Alkali	0.06	65	37	105	42	104	42
and Salt
Alkali	0.12	120	57	200	68	189	71
and Salt
Alkali	0.24	207	90	379	113	396	111
and Salt
Salt 10	0.06	122	52	143	56	193	75
Salt 10	0.12	197	79	260	96	265	98
Salt 10	0.24	250	102	353	98	466	120

FIG. 20 shows that gelation is completed after no more than 48 hours and that gel strength and break strength increase with increasing concentration of potassium chloride.

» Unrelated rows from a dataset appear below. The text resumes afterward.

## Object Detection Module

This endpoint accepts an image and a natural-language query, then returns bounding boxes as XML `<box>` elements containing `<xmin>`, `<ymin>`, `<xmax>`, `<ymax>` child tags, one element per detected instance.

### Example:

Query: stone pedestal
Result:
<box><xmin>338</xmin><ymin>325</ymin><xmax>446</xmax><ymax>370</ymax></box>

Preparation of toothpaste. In this example, toothpastes were made with the sample “Alkali and Salt” and a traditional carrageenan products used in toothpaste, GENUVISCO carrageenan type TPC-1, manufactured by CPKelco ApS. The results are set forth in Table 14, below.

TABLE 14
Sample	Storage, days	Storage, temp	Viscosity, cP	Index

TPC-1	3	25	205	100
Alkali and	3	25	489	239
Salt
TPC-1	7	25	197	100
Alkali and	7	25	602	306
Salt
TPC-1	3	50	523	100
Alkali and	3	50	1410	270
Salt
TPC-1	7	50	617	100
Alkali and	7	50	1707	277
Salt

FIG. 21 shows that the carrageenan products of the present invention provide for substantially higher viscodity in toothpaste than a traditional carrageenan. In fact, the viscosity provided by carrageenan products of the present invention are more than twice as high than the viscosity provided by a traditional carrageenan for toothpaste.

It will be appreciated by those skilled in the art that changes could be made to the embodiments described above without departing from the broad inventive concept thereof. It is understood therefore that this Invention is not limited to the particular embodiments disclosed, but it is intended to cover modifications within the spirit and scope of the present invention as defined by the appended claims.